Dean Wampler, May 2020
This repo contains Dean's demo for his talk at Spark + AI Summit 2020.
You will need Java 8 for Spark.
Install Java 8 from here. Once installed, verify the version:
$ java -version
java version "1.8.0_221"
Java(TM) SE Runtime Environment (build 1.8.0_221-b11)
Java HotSpot(TM) 64-Bit Server VM (build 25.221-b11, mixed mode)
(The patch version 221
may be different.)
Python 3.6 or 3.7 is required. PySpark doesn't yet support 3.8.
We recommend using Anaconda. Installation instructions are here.
Then run the following commands to set up the demo environment, including Python 3.7, PySpark, and Ray:
$ conda env create -f environment.yml
$ conda activate spark-ray
If you prefer to use pip
instead, first ensure you have a supported version of Python installed:
$ python --version
Python 3.7.7
If needed, Python installation instructions are here.
Installation instructions for pip
are here.
Now run the following command to complete the setup.
$ pip install -r requirements.txt
First, start Jupyter Lab as follows:
$ jupyter lab
A browser window will open with the UI.
Double click Spark-RayUDF.ipynb to open the notebook and work through the self-contained example.
There is a second implementation (for completeness), where the UDF makes HTTP requests to a separate service, implemented with Ray Serve.

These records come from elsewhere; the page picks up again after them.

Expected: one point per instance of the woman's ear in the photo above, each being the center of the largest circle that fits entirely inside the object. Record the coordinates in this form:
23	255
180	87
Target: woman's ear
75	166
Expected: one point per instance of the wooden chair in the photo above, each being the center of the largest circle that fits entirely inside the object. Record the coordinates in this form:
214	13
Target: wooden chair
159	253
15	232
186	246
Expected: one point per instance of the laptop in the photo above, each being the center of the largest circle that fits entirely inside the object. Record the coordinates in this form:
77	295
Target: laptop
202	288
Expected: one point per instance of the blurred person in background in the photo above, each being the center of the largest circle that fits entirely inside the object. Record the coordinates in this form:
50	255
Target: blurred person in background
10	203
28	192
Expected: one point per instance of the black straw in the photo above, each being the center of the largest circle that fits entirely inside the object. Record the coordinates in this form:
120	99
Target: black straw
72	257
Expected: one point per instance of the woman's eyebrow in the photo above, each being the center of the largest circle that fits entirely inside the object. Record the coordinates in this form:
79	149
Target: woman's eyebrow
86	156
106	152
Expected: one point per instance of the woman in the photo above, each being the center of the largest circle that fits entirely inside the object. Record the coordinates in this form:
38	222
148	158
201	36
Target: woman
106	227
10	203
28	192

In other words, Ray isn't embedded in the PySpark UDF for this example. The service invoked could be implemented in any technology.
To Run this variant, first evaluate all the cells in the ray-serve/DataGovernanceServer.ipynb notebook. This runs the server for Data Governance requests.
Then work through the ray-serve/Spark-RayServiceUDF.ipynb notebook.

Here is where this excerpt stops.